In an effort to reform the area of nursing to achieve higher scores, some hospitals are scripting nurses’ communications, which detracts from the personal disposition nurses typically exhibit that makes patients feel comfortable and cared for. Customer service skills are starting to be advertised as a qualification for hiring nurses, feeding into the idea that patients are customers and customers are always right, a dangerous proposition when these “customers” do not understand medicine. (Also dangerous is the hiring of non-medical staff to serve as “customer service representatives” to ensure that the desires of patients are met; in their attempts to make patients happy, they may provide things to patients who may want them but should not have them.)
Another potential concern is the slippery slope of tying reimbursement to patient satisfaction for safety net hospitals. The facilities that provide care to the underserved tend to have lower patient satisfaction scores because they have more challenging patients and fewer resources. Withholding funding would only exacerbate the disparities, and physicians might avoid those patients that are more challenging (e.g. those with mental health issues, lower socioeconomic standing, minorities) in order to avoid the risk of low scores.
In an effort to work with this new reality, patient satisfaction has become “commercialized,” creating a market for companies that create and administer surveys, as well as consultants and others who are hired to improve survey results for their clients. Even higher up, customer satisfaction executives are being hired into the c-suite.
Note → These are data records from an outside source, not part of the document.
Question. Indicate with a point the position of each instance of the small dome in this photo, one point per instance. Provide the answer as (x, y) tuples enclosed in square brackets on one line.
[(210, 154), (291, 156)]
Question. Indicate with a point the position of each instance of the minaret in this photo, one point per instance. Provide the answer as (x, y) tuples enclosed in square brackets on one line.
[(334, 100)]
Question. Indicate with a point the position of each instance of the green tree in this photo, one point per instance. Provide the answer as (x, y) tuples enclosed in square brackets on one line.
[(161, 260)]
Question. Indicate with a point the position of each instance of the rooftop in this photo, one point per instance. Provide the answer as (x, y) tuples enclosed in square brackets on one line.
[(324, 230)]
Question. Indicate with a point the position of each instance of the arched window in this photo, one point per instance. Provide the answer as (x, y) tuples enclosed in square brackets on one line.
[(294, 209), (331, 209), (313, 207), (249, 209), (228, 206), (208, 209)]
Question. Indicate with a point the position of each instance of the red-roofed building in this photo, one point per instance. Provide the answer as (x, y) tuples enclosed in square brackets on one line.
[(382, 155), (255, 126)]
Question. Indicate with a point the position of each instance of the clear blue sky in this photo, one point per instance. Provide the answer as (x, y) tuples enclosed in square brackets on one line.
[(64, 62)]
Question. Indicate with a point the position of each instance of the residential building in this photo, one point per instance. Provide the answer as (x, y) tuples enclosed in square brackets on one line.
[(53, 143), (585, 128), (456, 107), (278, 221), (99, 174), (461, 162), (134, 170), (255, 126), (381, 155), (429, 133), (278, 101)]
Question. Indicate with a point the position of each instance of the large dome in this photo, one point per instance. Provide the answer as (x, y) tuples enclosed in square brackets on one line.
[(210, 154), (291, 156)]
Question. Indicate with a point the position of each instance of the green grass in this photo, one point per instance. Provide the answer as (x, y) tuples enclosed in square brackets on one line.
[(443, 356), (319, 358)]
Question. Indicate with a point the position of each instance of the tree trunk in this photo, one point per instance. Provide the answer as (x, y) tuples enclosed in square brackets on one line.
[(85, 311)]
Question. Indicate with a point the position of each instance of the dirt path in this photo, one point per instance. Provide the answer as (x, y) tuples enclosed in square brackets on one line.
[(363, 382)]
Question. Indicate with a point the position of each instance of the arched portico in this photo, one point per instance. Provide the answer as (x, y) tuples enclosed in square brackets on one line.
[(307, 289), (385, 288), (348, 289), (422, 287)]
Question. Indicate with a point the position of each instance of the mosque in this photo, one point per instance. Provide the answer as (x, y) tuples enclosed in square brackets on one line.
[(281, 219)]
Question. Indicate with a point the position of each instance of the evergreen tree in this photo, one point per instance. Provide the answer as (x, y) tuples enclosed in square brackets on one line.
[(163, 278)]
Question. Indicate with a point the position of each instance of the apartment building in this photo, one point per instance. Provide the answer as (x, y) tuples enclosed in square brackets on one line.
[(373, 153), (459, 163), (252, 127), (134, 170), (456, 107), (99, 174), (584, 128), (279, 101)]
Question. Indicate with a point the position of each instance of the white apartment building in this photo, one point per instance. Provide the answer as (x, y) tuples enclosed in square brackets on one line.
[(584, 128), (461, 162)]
Often, this process represents a transformation of culture, rather than of care, attempting to make health care look and sound better rather than making those changes that would ultimately improve health care.
Working for patient satisfaction is not all bad. Happy patients reflect stronger relationships with caregivers, and these patients may be more willing to follow doctors’ and nurses’ advice during and after treatment. And, of course, hospitals are businesses that do depend on loyalty through return visits and recommendations to remain financially solvent. However, patient satisfaction is not an objective metric because it means different things to different people and ratings are based on patients’ expectations, rather than their objective experiences – it is not well defined, making it hard to measure. Subjective feelings about care experiences, such as waiting time, communication, and pain management, represent the type of satisfaction that is primarily measured, rather than specific, measurable items, like hospital-acquired infections, that are directly tied to quality.
The bottom line being put forth by critics of this use of patient satisfaction surveys is that they will not improve health care because they do not have a direct correlation to quality care. In fact, one study found that two-thirds of the hospitals that performed worse than the national average in three or more outcome categories (mortality, readmission, complications, etc.) scored higher than the national average on the HCAHPS question of whether the patient would definitely recommend the hospital.